Dua tahun berselang saat aku sudah sekolah dan duduk di kelas 2 SD, aku baru paham bahwa kematian adalah berakhirnya kehidupan makhluk hidup secara permanen, ditandai dengan berhentinya fungsi vital seperti jantung, pernafasandan aktivitas otak.
Kenapa aku tiba-tiba mengingat kakek, karena sore ini kami sekeluarga baru pulang ziarah dari makam kakek di area perkuburan di Jalan Bali.
Sesampainya di rumah nenek, aku sempat rebahan karena pegal sehabis berjalan dari pemakaman kakek. Aku sebenarnya sudah mulai puasa, tapi belum bisa full dan masih bolong-bolong. Kadang juga aku buka karena tergoda oleh makanan-makanan lezat yang disajikan tante Vanya selama bulan puasa.
Tiba-tiba dari arah depan rumah nenek, tante Dea teriak-teriak memanggil namaku.
"Vino sini dulu, sini ke depan," teriak tante Dea.
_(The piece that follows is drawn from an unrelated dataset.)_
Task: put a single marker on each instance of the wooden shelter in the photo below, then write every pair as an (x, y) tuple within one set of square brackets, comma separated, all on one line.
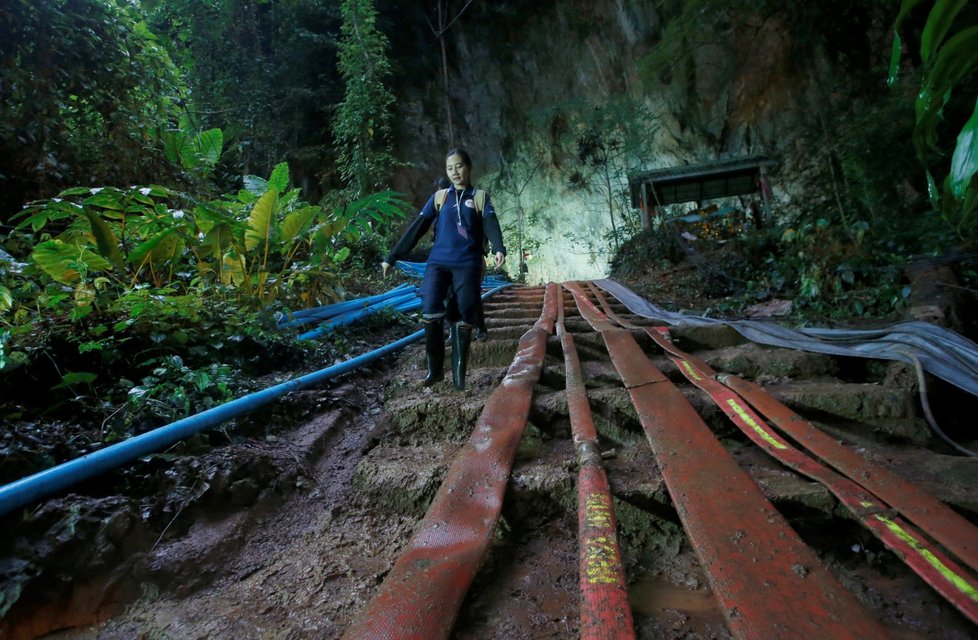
[(701, 182)]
Aku yang mendengar tante Dea teriak, langsung bergegas ke depan rumah. Sesampainya di depan rumah, aku serasa melihat seorang cewek cantik bak bidadari yang umurnya mungkin seusiaku.
"Kenalin nih tetangga baru kita," ucap tante Dea sambil menyodorkan tanganku ke si cewek cantik.
Hal itu sontak membuatku jadi malu-malu kucing di depan si cewek.
"Hai, aku Raya," ucap si cewek cantik dengan lembut.